Lifts stop, errands are cancelled and meetings delayed for as long as the power stays out -- hopefully an hour or two, but recently even longer.
It is now a year since energy and foreign currency crises led Egypt's government to institute planned blackouts known as "load shedding".
But the measures have not been felt equally across the country.
In the southern city of Aswan, where temperatures neared 50 degrees Celsius (122 degrees Fahrenheit) in the shade earlier this month, "the lights are out for up to four hours a day, and with them the water", Tarek, a resident of western Aswan, told AFP.
"Especially in the villages, there's no schedule of any kind. Food is spoiling in the fridge, people are getting heatstroke, and no one seems to care," he said, requesting a pseudonym for fear of reprisal.
In June, the Aswan parliamentarian Riham Abdelnaby said dozens had died of heat-related illness.
She called for the southern governorate to be exempted from the blackouts, which she said "threaten citizens' lives".

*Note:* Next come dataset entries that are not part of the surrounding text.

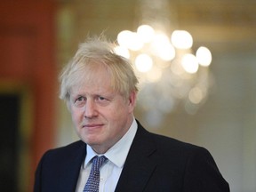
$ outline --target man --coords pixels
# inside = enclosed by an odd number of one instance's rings
[[[64,68],[60,99],[81,140],[44,155],[34,190],[229,191],[206,149],[150,133],[135,120],[138,80],[112,48],[90,39]]]

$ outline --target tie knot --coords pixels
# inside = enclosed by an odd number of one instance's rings
[[[95,171],[99,171],[100,168],[101,167],[101,165],[103,164],[103,163],[107,160],[107,157],[104,156],[94,156],[92,159],[92,169],[95,170]]]

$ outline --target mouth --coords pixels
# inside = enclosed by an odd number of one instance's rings
[[[96,129],[96,128],[100,128],[102,127],[103,124],[83,124],[83,128],[87,128],[87,129]]]

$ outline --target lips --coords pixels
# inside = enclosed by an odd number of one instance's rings
[[[83,128],[99,128],[101,127],[103,124],[84,124]]]

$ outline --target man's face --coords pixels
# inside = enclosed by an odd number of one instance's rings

- High tempers and temperatures -
Amid three heatwaves in June, the blackouts grew longer and more frequent -- and with them nationwide frustration, including from talk show hosts who have been fervent supporters of the government.
"Electricity is not a luxury, this is the most basic right," prominent journalist Lamis al-Hadidy wrote on Monday on social media site X.
"The power going out takes out the water and telephones and the internet, and destroys electrical appliances, who is going to compensate the people for all of this?"
A decade ago, Egypt faced similar power cuts, which helped fuel popular discontent and protests against the short-lived presidency of the late Islamist leader Mohamed Morsi.
The present-day blackouts come as Egyptians face the worst economic crisis of their lives, with inflation and currency devaluations shredding savings and leaving families struggling to make ends meet.
Since 2022, the Egyptian pound has lost two-thirds of its value, and last year inflation reached a record 40 percent.
Amr Adib, host of the popular Al-Hekaya talk show, addressed officials directly on Sunday, saying they had "failed to set a proper schedule and failed to stick to the hours you promised. And all this, while we know electricity price hikes are coming".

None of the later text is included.